An execution parade on TV is making international headlines this weekend, as the Guardian UK reported this Friday, March 1, that China is split on the broadcast of four prisoners being sent to their deaths as either justice or cruelty.
The original news headline read this week: “China divided on TV 'execution parade': judicial resolve or crude voyeurism” as some Chinese officials and the public at large are at ends over whether the televised movement of four foreign prisoners sentenced to death for the murder of Chinese sailors is lawful or not.
Naw Kham was one such prisoner. "I haven't been able to sleep for two days. I have been thinking too much. I miss my mom. I don't want my children to be like me," the 44-year-old Burmese druglord said in a Chinese TV interview while chained to a chair.

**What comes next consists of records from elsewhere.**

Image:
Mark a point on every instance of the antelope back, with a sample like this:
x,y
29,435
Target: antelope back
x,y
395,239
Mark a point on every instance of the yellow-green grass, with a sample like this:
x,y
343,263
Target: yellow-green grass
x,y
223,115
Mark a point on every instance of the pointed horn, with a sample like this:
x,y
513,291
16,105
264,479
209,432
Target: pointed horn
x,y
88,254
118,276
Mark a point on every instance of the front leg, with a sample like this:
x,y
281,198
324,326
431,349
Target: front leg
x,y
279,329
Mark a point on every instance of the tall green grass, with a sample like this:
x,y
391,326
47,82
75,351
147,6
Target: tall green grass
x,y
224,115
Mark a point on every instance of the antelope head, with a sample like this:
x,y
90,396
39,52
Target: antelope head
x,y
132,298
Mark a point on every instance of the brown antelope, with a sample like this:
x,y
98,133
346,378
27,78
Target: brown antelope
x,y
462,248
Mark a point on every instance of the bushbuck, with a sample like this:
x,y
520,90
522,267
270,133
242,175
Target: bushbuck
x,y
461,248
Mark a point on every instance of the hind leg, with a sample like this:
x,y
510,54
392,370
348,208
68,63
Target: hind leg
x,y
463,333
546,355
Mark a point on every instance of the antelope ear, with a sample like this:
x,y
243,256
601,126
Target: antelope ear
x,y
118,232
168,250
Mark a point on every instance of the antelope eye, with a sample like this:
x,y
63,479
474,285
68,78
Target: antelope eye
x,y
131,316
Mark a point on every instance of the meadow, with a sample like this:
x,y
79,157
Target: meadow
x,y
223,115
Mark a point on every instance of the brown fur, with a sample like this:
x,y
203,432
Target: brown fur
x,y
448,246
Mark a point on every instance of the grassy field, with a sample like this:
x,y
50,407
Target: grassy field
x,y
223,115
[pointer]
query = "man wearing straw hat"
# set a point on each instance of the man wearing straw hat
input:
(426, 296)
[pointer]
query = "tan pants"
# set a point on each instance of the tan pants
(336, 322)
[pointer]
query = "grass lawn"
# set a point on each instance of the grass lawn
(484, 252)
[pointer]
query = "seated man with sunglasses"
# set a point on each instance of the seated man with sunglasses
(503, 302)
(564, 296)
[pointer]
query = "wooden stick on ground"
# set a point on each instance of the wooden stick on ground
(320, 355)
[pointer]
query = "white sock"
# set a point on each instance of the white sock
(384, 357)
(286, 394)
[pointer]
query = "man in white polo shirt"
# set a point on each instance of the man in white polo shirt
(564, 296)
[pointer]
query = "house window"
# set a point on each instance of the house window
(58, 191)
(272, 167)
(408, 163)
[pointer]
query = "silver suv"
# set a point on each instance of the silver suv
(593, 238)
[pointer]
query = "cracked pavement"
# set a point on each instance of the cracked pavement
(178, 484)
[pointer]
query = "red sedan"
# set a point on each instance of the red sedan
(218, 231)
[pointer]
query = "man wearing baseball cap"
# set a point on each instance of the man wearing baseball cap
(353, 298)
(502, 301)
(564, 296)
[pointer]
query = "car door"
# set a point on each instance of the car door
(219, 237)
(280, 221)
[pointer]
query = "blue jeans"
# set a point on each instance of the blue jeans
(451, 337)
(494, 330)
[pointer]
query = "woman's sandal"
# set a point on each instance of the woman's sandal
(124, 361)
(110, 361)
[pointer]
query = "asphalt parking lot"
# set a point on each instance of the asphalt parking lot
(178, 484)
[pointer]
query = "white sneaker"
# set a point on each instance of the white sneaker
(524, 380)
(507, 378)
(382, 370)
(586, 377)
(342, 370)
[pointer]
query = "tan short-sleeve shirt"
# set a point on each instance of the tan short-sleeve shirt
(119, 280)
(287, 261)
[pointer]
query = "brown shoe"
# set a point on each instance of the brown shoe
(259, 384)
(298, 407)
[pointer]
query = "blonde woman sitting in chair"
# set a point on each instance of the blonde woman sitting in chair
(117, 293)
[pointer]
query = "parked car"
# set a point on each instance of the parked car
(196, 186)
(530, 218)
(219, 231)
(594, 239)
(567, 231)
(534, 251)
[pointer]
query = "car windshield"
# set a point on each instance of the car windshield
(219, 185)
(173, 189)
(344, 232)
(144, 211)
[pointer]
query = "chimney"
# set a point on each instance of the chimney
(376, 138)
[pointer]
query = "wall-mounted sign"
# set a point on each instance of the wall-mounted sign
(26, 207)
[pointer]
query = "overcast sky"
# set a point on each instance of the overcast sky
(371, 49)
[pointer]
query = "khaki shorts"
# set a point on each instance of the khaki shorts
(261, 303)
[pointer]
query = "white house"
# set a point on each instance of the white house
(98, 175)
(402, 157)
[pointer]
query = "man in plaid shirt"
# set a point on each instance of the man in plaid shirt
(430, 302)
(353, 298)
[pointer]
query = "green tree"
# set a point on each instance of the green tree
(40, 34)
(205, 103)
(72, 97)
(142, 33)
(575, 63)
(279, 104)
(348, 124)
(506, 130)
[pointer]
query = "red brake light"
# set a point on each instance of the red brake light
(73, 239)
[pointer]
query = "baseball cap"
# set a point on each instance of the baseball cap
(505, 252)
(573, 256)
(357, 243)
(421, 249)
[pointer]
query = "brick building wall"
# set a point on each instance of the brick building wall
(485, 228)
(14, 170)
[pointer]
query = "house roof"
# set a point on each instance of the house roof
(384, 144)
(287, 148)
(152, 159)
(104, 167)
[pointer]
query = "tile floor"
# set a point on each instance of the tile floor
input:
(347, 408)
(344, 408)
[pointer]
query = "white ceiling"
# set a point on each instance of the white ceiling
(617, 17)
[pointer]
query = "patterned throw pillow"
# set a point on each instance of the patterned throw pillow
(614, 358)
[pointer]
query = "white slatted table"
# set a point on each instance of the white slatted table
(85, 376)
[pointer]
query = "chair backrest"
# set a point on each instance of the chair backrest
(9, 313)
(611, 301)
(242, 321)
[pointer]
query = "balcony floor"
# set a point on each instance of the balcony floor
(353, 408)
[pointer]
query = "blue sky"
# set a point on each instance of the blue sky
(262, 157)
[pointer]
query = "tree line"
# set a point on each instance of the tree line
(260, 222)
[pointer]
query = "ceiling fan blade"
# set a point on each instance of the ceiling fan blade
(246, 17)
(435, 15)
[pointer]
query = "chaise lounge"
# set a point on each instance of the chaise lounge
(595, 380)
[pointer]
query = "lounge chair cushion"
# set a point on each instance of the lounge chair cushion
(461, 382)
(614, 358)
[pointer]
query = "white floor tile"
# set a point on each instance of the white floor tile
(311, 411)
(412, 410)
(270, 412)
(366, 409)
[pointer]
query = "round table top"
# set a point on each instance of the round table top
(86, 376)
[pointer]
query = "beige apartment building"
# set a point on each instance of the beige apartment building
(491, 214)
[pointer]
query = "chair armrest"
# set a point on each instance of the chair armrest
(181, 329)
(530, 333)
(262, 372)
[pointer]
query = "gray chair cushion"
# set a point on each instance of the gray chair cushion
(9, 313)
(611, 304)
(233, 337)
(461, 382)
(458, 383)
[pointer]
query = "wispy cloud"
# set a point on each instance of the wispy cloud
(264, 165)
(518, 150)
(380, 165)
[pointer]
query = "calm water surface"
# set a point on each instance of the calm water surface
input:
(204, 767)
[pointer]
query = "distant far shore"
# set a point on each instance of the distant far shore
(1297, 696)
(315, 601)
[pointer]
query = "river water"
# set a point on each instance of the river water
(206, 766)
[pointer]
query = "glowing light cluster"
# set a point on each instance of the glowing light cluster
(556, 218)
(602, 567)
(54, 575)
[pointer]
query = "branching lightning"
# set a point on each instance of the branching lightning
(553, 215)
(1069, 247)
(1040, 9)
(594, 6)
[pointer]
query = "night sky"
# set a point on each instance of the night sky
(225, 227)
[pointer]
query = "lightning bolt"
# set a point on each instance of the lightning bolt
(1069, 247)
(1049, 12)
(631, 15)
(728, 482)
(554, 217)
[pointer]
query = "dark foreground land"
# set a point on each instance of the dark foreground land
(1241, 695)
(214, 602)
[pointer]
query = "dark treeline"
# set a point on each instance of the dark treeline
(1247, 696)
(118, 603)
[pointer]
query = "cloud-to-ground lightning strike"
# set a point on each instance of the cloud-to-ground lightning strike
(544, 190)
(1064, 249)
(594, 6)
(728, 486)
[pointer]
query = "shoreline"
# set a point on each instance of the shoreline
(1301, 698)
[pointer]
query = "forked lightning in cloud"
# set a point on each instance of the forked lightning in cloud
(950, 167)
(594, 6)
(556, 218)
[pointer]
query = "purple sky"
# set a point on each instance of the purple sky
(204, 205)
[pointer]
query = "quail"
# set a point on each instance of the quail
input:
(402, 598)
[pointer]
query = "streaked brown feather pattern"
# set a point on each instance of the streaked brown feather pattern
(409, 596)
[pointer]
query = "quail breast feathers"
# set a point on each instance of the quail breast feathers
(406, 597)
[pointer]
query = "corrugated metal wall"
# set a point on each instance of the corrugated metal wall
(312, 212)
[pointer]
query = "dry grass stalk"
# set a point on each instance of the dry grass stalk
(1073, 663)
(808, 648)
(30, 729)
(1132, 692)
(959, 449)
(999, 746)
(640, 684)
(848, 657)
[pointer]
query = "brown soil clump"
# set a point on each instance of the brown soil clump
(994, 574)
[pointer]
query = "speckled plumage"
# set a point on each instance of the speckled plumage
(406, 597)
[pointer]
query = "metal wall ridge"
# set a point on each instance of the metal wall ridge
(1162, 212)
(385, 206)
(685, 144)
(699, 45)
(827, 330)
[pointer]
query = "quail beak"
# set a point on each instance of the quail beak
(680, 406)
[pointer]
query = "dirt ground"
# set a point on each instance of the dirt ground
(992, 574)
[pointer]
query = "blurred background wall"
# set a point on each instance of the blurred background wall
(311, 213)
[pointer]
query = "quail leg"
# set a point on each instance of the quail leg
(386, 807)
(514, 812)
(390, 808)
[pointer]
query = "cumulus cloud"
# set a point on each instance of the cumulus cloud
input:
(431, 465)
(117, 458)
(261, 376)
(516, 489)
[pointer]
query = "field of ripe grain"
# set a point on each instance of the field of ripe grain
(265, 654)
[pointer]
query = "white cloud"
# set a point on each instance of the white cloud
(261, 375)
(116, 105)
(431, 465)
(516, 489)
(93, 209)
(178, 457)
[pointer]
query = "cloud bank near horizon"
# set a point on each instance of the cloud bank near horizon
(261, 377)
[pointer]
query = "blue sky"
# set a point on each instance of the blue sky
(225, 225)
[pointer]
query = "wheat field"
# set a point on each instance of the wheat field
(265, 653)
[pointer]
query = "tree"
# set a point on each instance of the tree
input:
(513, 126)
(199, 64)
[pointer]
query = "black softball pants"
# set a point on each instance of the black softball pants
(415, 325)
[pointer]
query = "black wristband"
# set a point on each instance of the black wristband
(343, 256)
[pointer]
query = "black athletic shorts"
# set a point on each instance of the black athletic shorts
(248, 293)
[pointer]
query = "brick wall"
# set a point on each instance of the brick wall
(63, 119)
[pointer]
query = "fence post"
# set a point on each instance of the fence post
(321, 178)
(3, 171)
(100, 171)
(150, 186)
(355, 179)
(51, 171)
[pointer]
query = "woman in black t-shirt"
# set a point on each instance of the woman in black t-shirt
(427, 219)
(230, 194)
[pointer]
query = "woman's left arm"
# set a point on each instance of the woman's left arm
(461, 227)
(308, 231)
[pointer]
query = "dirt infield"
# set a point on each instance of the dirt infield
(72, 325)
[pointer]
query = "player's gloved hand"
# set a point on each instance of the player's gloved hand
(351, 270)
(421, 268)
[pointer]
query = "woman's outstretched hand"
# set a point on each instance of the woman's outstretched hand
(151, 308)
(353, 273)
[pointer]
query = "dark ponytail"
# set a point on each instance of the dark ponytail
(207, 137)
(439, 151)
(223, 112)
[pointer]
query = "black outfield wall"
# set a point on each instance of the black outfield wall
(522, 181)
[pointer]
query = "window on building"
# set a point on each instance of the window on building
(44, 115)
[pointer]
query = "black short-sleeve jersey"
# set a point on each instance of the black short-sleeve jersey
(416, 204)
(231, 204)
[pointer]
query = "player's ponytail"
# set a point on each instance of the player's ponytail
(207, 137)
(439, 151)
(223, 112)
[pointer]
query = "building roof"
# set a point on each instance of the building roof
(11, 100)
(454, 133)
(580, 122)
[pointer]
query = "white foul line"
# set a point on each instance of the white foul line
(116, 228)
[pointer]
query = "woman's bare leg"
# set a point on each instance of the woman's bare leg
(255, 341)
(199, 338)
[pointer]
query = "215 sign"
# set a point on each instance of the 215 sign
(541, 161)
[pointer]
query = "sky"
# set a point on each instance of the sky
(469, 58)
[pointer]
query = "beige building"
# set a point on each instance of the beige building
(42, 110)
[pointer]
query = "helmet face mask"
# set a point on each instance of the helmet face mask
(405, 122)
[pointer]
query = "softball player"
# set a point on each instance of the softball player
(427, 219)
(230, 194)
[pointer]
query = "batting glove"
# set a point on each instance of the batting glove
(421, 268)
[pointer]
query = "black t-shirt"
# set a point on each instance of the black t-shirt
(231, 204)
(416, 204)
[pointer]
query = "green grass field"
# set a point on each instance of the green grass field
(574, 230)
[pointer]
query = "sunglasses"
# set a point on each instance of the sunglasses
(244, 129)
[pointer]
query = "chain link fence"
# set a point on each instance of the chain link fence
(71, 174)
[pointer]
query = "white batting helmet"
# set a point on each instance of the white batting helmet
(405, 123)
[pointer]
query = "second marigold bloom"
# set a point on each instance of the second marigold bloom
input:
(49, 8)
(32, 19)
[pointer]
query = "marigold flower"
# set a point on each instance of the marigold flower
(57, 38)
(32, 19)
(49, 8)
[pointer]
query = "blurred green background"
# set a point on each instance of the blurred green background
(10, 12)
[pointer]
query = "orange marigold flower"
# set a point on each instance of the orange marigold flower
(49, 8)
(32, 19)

This Friday, the Burmese pirate was executed for being charged with the murder of Chinese sailors back in Oct. of 2011. His last moments, including the execution parade on TV, were all broadcast across national television.
In the televised showing, police officers brought Kham from his detention hold in China to the execution site, where he and three of his men were killed by lethal injection. The actual deaths, however, were not done on camera.
Public response in China to the execution parade of sorts has been mixed. Some have voiced it as a government showing of resolve and justice, while others have viewed it as a wrongful making of someone’s final moments in life as a lesson for others.
Experts also report that the broadcast was meant to be ambiguous and leave a powerful message and effect on viewers.